The chairman of the meeting is responsible for the process; everybody must have the chance to tell his or her experience with and ideas about the medicine on the basis of the validated case. After the meeting the chairman makes a sort of consensus of opinion from what was brought up. He sends it to all colleagues attending the meeting.

Bias

Up till now this procedure is in our opinion useful to get reliable data, but there is a lot of bias, risk possible. The most important is the confirmation bias: we only bring successful cases that correspond with the MM of the books or only select symptoms we already know. And we ignore all the failed cases with almost the same symptoms!

The second type of bias is the number of successful cases brought in. It seems very difficult for most doctors to identify good cases in their archives, in addition to the low percentage success we have in reality. The average number is 10 and the highest is 16 at our meetings, apart from 6 to 12 participants without a case. Maybe it is enough for making a consensus but this number is too small for counting symptoms and drawing inferences from it.
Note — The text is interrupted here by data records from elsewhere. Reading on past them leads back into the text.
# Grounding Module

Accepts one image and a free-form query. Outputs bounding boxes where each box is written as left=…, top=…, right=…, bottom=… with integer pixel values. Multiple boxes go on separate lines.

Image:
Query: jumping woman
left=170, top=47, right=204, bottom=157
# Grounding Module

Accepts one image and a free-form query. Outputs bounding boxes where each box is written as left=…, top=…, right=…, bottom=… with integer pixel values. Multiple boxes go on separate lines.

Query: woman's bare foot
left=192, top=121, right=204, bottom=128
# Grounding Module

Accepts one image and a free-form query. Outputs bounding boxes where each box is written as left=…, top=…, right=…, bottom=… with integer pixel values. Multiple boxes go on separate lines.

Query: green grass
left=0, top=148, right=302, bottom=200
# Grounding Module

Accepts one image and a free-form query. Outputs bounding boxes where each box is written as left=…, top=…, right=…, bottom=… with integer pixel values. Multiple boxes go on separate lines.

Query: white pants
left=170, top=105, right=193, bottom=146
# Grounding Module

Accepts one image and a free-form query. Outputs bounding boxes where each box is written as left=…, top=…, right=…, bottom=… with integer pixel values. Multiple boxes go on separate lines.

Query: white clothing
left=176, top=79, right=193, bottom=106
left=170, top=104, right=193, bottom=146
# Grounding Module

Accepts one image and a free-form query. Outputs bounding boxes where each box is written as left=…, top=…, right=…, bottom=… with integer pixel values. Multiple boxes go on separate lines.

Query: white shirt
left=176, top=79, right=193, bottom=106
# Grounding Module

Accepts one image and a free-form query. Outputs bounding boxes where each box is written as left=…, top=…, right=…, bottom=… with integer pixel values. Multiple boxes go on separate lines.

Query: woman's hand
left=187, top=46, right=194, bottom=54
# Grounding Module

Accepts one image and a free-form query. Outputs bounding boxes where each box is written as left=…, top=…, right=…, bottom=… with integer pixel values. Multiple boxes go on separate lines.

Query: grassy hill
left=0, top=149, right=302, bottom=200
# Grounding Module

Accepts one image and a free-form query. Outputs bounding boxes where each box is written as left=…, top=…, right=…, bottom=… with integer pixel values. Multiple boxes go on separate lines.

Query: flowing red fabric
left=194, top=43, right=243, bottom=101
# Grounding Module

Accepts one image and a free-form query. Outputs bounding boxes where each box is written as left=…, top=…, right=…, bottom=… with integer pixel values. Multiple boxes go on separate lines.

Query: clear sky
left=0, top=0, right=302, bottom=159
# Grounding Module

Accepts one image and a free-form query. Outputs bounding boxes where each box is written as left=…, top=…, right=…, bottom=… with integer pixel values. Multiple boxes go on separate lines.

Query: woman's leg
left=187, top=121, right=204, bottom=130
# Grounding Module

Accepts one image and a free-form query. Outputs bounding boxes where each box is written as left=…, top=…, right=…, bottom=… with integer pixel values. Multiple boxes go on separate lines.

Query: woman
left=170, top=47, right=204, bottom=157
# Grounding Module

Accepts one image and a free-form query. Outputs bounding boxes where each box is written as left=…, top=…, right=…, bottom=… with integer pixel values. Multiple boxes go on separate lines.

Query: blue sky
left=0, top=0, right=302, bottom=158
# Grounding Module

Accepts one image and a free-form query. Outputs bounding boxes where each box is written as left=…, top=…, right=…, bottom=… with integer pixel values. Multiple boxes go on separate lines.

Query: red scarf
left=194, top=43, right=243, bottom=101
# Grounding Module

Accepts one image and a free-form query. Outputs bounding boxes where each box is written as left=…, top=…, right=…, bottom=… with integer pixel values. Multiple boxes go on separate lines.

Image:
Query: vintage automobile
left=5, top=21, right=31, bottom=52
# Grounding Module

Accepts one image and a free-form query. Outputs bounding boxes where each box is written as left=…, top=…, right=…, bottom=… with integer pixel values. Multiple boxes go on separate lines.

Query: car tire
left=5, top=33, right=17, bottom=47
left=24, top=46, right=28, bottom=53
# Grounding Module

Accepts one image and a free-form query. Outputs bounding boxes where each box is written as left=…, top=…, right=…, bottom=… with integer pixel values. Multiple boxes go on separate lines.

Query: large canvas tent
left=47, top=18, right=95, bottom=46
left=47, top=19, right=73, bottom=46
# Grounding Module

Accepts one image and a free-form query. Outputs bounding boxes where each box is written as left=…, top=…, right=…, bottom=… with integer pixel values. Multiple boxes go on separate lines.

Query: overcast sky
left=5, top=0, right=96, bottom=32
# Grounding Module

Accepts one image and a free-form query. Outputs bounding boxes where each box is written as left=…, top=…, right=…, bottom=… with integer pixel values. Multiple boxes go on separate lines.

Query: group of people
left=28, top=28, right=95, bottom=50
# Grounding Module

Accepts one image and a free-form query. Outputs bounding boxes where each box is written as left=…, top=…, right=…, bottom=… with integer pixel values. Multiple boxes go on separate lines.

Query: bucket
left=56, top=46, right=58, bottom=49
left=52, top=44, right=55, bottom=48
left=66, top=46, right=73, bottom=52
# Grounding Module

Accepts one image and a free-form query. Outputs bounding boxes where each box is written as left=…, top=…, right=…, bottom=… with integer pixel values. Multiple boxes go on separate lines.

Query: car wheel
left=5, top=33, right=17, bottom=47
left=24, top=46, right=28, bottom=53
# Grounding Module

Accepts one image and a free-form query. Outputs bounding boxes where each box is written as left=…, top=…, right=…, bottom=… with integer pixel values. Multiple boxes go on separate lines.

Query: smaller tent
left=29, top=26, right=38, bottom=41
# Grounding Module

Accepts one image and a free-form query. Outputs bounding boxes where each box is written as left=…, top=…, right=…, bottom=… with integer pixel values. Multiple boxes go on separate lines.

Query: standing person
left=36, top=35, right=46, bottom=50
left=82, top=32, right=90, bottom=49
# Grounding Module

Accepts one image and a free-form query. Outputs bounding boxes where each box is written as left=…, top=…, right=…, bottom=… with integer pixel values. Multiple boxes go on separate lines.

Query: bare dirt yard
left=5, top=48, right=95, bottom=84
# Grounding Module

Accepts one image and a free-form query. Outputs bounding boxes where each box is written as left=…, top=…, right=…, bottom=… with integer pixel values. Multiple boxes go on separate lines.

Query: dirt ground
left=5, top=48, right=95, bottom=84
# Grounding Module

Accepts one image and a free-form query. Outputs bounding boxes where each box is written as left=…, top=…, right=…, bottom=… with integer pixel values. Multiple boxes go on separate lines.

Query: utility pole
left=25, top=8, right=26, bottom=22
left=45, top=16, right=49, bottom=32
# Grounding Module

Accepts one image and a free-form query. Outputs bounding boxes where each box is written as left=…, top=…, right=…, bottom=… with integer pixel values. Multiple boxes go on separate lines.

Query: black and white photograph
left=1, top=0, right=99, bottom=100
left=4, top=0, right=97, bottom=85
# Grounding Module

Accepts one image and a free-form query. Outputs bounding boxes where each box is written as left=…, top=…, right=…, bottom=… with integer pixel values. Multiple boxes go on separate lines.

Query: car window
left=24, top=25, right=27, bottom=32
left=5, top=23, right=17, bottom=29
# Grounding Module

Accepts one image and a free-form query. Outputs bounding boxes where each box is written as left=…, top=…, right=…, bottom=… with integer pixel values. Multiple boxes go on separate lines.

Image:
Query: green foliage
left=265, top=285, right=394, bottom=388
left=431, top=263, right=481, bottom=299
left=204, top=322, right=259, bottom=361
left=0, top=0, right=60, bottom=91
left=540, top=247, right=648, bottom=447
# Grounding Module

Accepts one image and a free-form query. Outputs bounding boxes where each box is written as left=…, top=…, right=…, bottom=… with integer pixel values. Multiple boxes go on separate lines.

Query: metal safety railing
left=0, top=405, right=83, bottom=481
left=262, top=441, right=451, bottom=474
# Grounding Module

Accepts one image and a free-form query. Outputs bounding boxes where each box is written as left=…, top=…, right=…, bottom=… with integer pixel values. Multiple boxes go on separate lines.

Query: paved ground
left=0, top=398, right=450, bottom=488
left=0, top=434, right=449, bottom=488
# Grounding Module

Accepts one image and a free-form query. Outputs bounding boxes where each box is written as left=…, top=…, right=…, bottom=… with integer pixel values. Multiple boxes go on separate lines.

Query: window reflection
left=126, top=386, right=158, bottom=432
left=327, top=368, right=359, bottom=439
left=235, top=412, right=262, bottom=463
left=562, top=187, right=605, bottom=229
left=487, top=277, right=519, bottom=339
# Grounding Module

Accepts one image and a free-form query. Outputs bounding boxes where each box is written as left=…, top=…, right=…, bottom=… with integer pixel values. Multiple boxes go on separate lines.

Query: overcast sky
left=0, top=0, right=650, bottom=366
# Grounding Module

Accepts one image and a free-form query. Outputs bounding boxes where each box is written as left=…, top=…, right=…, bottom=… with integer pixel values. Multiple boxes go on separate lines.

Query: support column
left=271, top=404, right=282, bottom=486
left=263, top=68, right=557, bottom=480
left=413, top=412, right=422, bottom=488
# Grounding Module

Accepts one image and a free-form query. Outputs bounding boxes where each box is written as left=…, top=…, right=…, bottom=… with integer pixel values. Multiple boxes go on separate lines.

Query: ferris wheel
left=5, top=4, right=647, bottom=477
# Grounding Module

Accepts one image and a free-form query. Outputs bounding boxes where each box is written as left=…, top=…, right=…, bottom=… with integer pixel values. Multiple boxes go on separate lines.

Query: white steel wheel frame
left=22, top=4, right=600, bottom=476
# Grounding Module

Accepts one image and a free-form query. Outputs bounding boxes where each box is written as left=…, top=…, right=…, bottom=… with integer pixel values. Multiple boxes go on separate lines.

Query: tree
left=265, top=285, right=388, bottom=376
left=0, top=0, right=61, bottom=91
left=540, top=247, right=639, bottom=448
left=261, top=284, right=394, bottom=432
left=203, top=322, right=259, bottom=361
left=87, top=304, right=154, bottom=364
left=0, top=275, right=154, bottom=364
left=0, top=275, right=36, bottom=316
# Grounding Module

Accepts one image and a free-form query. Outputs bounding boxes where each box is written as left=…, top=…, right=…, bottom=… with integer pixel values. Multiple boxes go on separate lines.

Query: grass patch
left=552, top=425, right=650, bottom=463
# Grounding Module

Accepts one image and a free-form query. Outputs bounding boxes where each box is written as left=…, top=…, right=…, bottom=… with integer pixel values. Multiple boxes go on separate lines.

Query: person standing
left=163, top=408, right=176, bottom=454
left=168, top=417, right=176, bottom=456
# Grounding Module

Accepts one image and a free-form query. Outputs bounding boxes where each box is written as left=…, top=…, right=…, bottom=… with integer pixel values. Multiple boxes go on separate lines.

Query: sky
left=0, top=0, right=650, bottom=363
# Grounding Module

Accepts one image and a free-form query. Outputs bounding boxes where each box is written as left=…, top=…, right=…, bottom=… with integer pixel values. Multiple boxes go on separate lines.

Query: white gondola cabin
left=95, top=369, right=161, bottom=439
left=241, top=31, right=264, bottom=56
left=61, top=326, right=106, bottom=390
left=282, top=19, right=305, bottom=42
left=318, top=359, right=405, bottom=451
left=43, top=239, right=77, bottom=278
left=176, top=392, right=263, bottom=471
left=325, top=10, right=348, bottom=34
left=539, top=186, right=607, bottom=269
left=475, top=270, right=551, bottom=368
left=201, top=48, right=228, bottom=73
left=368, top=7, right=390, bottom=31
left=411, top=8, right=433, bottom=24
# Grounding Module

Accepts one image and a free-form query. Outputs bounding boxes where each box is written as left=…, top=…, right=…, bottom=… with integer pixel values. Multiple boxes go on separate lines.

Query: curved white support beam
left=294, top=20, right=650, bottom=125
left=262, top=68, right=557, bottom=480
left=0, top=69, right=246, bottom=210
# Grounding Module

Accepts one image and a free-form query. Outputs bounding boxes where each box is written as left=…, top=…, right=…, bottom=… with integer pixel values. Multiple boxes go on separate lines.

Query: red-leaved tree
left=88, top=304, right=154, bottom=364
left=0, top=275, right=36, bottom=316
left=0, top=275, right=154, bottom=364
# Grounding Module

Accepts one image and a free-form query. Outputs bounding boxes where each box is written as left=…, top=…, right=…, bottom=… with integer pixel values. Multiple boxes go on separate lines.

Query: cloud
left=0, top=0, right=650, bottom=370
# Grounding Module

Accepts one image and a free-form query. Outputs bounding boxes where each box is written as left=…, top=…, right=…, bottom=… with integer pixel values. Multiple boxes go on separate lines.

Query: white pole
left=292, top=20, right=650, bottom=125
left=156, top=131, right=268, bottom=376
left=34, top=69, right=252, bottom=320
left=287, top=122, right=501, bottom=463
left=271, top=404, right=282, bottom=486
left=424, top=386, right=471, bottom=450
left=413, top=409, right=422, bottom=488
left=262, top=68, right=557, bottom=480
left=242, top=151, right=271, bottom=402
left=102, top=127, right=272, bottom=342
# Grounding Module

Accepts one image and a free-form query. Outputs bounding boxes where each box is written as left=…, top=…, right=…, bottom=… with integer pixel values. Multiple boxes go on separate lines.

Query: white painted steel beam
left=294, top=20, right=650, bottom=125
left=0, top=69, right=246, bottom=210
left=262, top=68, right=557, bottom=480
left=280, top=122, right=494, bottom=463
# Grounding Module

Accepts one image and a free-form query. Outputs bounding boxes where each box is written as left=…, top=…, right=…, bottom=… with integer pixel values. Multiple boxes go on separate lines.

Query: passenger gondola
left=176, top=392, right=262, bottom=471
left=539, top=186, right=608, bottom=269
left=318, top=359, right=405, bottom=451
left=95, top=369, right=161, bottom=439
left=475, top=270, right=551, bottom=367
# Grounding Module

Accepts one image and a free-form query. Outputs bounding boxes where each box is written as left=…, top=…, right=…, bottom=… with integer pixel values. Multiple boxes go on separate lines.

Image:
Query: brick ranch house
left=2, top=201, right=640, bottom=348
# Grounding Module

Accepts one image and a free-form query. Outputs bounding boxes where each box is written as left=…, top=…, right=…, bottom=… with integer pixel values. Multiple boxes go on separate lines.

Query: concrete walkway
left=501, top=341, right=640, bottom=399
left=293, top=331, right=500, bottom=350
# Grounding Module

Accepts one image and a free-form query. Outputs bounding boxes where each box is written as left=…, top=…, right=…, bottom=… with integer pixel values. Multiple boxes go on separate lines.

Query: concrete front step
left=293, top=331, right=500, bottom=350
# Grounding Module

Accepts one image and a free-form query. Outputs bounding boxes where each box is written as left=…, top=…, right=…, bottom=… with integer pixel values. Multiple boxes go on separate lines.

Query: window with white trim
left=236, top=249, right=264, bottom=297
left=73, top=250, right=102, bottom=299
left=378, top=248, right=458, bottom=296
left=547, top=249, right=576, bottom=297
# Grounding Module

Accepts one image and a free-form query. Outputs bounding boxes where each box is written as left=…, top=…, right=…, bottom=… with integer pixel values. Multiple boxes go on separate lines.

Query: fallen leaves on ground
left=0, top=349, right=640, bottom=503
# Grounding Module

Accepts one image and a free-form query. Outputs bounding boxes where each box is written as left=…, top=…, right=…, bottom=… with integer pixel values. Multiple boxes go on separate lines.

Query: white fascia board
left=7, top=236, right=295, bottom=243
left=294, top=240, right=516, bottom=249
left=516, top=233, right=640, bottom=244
It is also impossible to collect all symptoms from the cases. So we have to limit.

Another important source of bias is the semantic problem. Each patient uses his own words, his own expressions. The doctor translates it automatically in synonyms with sometimes a different meaning, for instance in words of Kent’s repertory, a language used two centuries ago.

Unfortunately there are more problems. His ideas about the patient could be incorrect. The doctor is listening to his patient and considers the patient as a loquacious lady. But the patient sitting in front of the doctor has her own thoughts: "The doctor seems to know nothing by himself. I must talk the whole consultation. Everything I said is apparently important, he writes down, looks up in big books and on a flat screen, observes me in silence and says nothing". No wonder the patient talks and talks, but in fact she is not loquacious.

There can be differences in judging what’s normal or not, e.g. cravings and aversions. Dutch people drink a lot of coffee. How can we determine whether there is a craving for coffee? Must we count the cups patient drink or would like to drink? There can be great differences between countries. What in Holland is considered as a slight preference, can be an addiction in England.

Conclusion

In Holland we have a lot of experience with this combination of learning and research. It stimulated the course-attendants to share knowledge and experience. The active participation is the best guarantee for a successful course. And the data we obtained stimulated us also to develop scientific instruments, useful for improving the homeopathic method.